Baptiste Nayrand

W malowniczym zakątku Côteaux du Lyonnais, między Lyonem a Beaujolais, Baptiste Nayrand postanowił przewrócić świat naturalnego wina do góry nogami. Zostawił karierę w marketingu u chemicznej firmy i w 2014 r. zaczął tworzyć swoje wino — początkowo zaledwie 3,5 ha parcel, dziś już z kilkoma we własnym rejonie Millery / Bibost.
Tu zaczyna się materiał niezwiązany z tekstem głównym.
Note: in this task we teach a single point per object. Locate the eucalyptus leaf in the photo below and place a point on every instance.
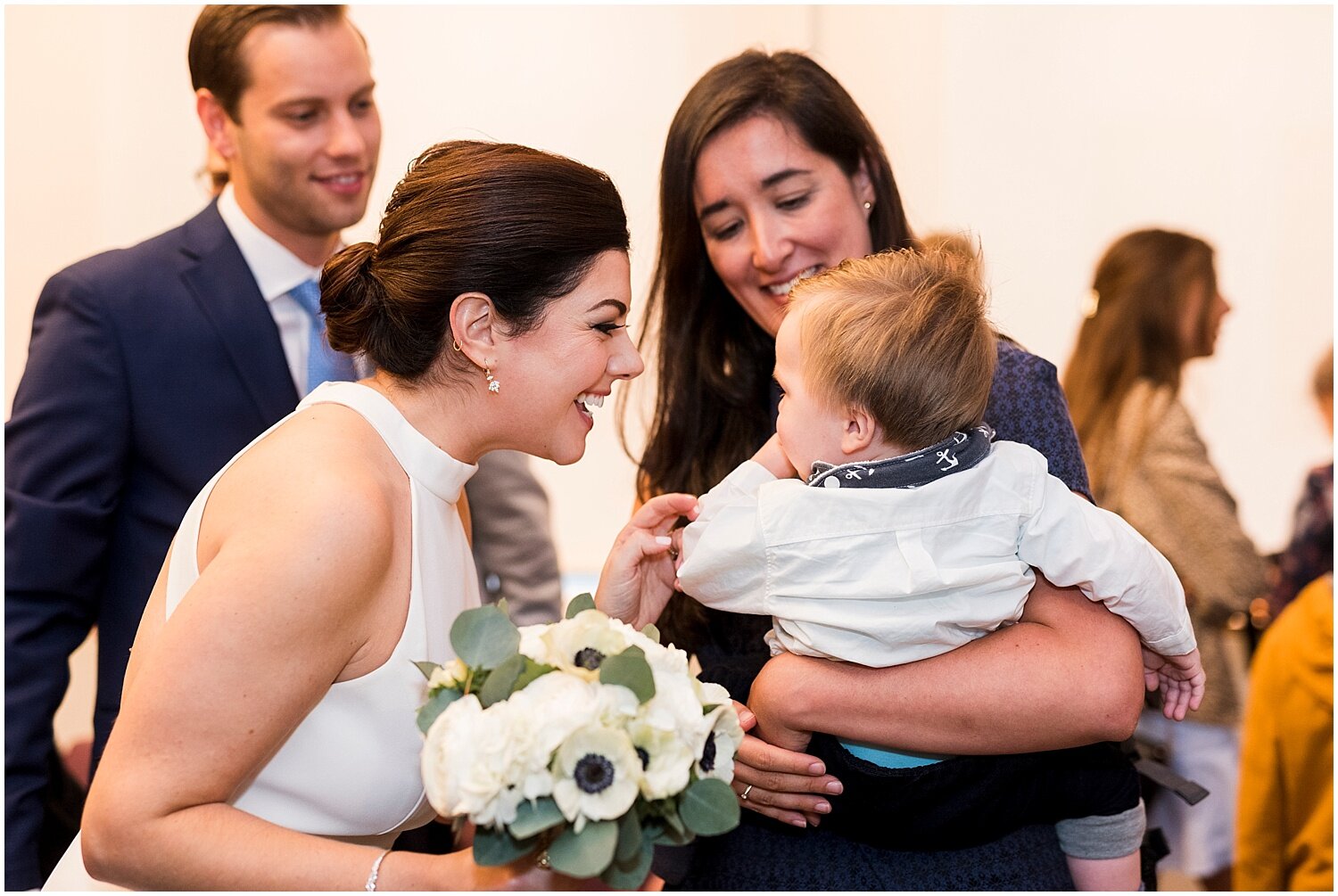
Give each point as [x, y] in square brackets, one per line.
[535, 818]
[483, 637]
[631, 874]
[674, 824]
[588, 853]
[532, 671]
[631, 670]
[580, 604]
[500, 682]
[435, 706]
[708, 807]
[494, 847]
[629, 837]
Tu winnica nie idzie na kompromisy: uprawa organiczna od samego początku, bez pestycydów i nawozów syntetycznych, z siedmioma infuzjami roślin (pokrzywa, skrzyp, wierzba i inne) wzmacniającymi równowagę gleby — a użycie siarki i miedzi ograniczone do absolutnego minimum.

Fermentacje odbywają się wyłącznie z dzikich drożdży, bez kontroli temperatury, bez pompowań czy nadmiernej ekstrakcji — wino ma się „naprawdę wypowiedzieć”, nie być składanką trików.

W portfolio Nayranda dominują czerwone wina z Gamay: cuvée takie jak L’Astrale, Vésanie, Sauvage czy Toit du Monde to wyraz tego, co region może dać, gdy pozwolić winogronom „żyć po swojemu”.

Są tu częściowo fermentacje całych gron (whole cluster), apelacje lokalne, pełne naturalnych napięć — wina, które nie krzyczą, ale przyciągają i zostają w pamięci.